He has a background in government/military operations. They killed those close to him and left him for dead. Now, he's coming after them in revenge, and he will kill everybody in their family and all they hold dear. He is the Punisher. Oh wait, no he's not. Man on Fire and The Punisher have uncannily similar stories. Together with Kill Bill Vol. 2, it's turning into a crowded marketplace for vengeance. In term of quality, Man on Fire is the better film. Its story is more compelling, it has a more human protagonist, and has more revenge action going for it. For star Denzel Washington, it is reminiscent of dark performance in Training Day. Here, as John Creasy, he's not as full out villainous, but he still very intimidating. Creasy gets a job as the bodyguard for the wealthy Ramos family in Mexico, protecting their young daughter Pita, played by the talented Dakota Fanning.

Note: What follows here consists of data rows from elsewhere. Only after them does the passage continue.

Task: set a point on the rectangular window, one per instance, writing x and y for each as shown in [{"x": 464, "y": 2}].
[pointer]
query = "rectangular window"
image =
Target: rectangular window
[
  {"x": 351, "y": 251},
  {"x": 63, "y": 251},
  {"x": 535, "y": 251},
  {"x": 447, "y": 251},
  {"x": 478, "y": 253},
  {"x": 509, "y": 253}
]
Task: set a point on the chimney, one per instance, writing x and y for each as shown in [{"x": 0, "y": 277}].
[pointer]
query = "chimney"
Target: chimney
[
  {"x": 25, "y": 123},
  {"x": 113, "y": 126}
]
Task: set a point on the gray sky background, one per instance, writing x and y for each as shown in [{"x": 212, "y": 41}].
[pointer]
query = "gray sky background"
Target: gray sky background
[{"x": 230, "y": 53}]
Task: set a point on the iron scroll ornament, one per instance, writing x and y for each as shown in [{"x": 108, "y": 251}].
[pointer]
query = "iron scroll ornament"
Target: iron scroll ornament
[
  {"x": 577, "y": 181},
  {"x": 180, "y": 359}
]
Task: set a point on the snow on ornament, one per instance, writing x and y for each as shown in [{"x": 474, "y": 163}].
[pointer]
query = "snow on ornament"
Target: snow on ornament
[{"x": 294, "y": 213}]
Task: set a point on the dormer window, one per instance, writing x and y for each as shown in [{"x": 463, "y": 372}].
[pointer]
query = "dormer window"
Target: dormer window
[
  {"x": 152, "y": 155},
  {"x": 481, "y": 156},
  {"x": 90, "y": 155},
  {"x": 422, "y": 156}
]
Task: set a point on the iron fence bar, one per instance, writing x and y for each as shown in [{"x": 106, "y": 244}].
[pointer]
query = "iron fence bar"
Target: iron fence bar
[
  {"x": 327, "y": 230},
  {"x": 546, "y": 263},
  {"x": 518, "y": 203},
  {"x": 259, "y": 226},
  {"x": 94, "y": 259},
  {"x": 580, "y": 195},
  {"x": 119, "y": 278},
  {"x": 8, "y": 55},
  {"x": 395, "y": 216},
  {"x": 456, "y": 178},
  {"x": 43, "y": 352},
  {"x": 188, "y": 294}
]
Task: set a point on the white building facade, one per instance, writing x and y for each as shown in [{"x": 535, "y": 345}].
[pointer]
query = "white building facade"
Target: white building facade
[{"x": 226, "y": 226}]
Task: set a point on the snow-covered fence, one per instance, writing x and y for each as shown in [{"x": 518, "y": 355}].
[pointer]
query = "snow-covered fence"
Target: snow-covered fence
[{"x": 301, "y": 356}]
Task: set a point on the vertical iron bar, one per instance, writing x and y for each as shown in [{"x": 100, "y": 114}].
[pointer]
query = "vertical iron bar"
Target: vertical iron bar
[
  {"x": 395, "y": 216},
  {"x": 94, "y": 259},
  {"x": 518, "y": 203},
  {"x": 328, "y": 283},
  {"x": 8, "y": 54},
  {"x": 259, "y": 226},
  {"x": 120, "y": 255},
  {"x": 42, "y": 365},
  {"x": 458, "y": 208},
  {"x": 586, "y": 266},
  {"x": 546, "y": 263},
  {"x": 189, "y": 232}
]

This movie's hyperactive style, especially in the latter half of the film, adds a sense of energy to an otherwise familiar story. It bristles with intensity and feels like an extended music video. The camera zooms in and out quickly, then goes in and out of focus. Colors wash across the screen, and he moves quickly from one shot to another. It even uses subtitles effectively, changing the size of the text to mimic the delivery of the speech. It's all a bunch of tricks, but the tricks work. The violence seems even more dangerous, and Creasy even more like a superhero. There is tension, but the drama is not as high as Scott would hope. The entire film plays off more like a video game, with Washington playing a villainous hero, or a heroic villain. It's kind of 'fun' watching Creasy get his revenge, the same way it's fun watching a good slasher flick.